In most 'non-national' regions, however, the level of cohesion among elites is much lower, and they are more vulnerable to the penetration of 'varangians,' who act as conduits for the 'politics of Moscow' aimed at unifying the governance model. Any protest against such policies, if it arises, is disorganised and fragmented, and is easily suppressed. However, according to the Vedomosti list, regions that are seeking special status to maintain the two-tier model include the Voronezh, Lipetsk, Rostov, Saratov, Sverdlovsk, and Chelyabinsk regions, as well as the annexed Crimea. Lobbying resources here have allowed these regions to build a convincing line of defence, sometimes based on almost comical arguments. For instance, in Voronezh, Governor Alexander Gusev cited the fact that rural officials had reported the movements and numbers of the rebellious Wagner mercenaries in the summer of 2023 as evidence of the region's 'special characteristics' and the need to preserve the two-tier system. On the other hand, the Republic of Altai, as we see, lost its status as a region with 'special characteristics' due to Moscow's high commercial interest in its land and the natural vulnerability of this small, poor region.

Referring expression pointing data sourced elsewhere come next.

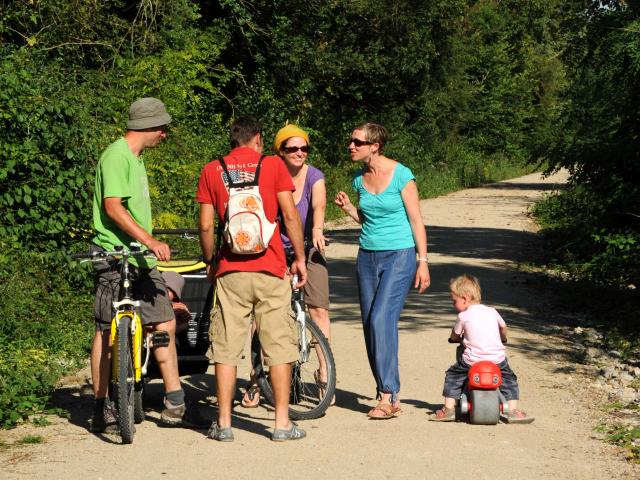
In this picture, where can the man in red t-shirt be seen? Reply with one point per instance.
(255, 284)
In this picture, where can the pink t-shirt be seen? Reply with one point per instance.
(481, 328)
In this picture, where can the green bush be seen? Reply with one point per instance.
(45, 331)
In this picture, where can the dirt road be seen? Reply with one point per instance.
(483, 231)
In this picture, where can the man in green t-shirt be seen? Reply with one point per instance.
(121, 215)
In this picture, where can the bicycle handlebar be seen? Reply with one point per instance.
(100, 254)
(176, 231)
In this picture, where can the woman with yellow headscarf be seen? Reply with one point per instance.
(292, 145)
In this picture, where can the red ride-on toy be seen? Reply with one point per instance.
(481, 397)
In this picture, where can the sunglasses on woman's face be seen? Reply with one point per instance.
(358, 143)
(290, 150)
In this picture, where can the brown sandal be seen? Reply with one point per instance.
(388, 411)
(516, 416)
(444, 415)
(251, 397)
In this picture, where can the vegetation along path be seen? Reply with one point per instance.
(483, 231)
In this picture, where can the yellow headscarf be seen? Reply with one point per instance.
(287, 132)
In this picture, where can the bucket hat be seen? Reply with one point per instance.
(146, 113)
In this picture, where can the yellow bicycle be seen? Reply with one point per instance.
(130, 342)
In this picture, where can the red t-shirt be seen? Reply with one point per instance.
(274, 177)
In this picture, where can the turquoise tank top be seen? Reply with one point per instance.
(385, 224)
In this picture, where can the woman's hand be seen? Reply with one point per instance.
(342, 200)
(318, 240)
(423, 278)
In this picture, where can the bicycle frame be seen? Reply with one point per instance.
(297, 302)
(127, 307)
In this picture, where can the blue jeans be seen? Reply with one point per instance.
(384, 280)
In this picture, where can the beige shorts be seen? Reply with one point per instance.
(316, 290)
(239, 295)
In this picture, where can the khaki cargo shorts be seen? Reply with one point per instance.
(240, 294)
(316, 290)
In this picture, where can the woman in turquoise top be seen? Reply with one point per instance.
(392, 233)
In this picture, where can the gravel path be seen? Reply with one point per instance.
(483, 231)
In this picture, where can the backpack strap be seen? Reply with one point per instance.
(232, 184)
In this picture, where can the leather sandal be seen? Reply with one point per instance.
(251, 397)
(387, 410)
(444, 415)
(516, 416)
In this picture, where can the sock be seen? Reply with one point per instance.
(176, 397)
(98, 404)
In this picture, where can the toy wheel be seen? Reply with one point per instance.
(485, 407)
(464, 404)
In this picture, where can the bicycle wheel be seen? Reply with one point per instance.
(138, 404)
(125, 381)
(309, 397)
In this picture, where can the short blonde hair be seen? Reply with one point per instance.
(466, 286)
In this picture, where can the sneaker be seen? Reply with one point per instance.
(104, 419)
(185, 415)
(291, 433)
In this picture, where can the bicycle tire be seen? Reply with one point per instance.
(308, 400)
(138, 403)
(125, 381)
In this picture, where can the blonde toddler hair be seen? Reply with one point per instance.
(466, 286)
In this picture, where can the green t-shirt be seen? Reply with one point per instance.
(121, 174)
(385, 224)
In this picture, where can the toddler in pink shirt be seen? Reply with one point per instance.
(482, 332)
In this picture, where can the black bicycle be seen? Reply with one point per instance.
(310, 396)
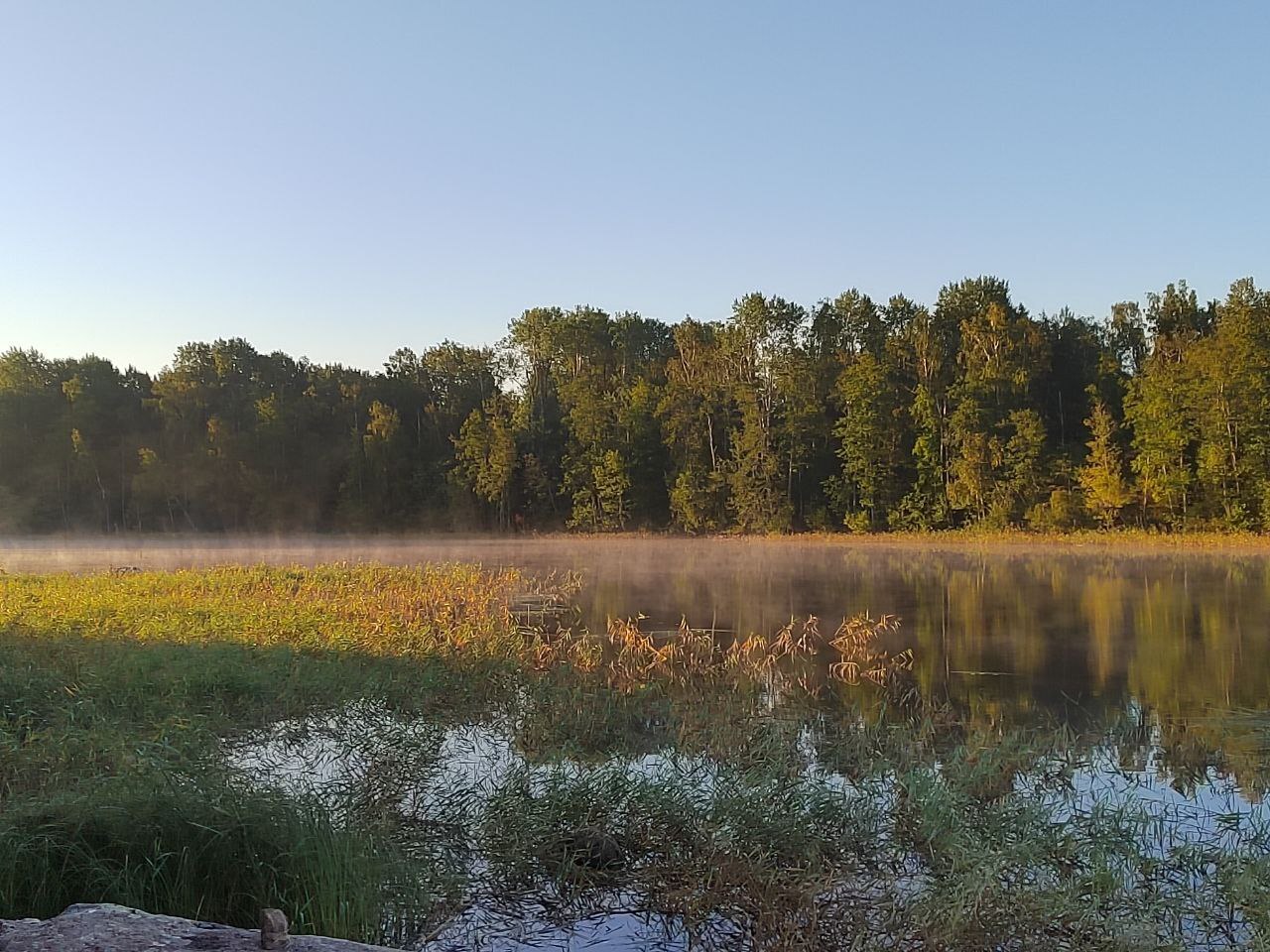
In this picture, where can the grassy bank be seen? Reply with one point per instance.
(377, 749)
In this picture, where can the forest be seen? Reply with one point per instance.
(847, 416)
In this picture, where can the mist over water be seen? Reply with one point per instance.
(1016, 627)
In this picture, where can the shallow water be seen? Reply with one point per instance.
(1010, 631)
(1148, 653)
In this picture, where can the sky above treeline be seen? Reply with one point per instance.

The dismantling of local self-government appears to be a natural step in the establishment of a unitary super-presidential state model, relying on unified vertical management structures. Ideally, such a system should be managed by 'mobile managers' sent by the centre to various regions to implement its policies. This view is, at least, close to that of Sergei Kiriyenko, deputy head of the presidential administration, who, after the creation of the 'Governor's School' ten years ago, is now setting up a 'Mayor’s School.' This model maximally facilitates the penetration of federal-level business corporations into the regions, but at the same time, it significantly undermines the fabric of clientelist, patronal autocracy that was characteristic of the earlier stages of the Putin regime. Of all forms of resistance, the most effective is the one that relies on the preserved hierarchical cohesion of local elites.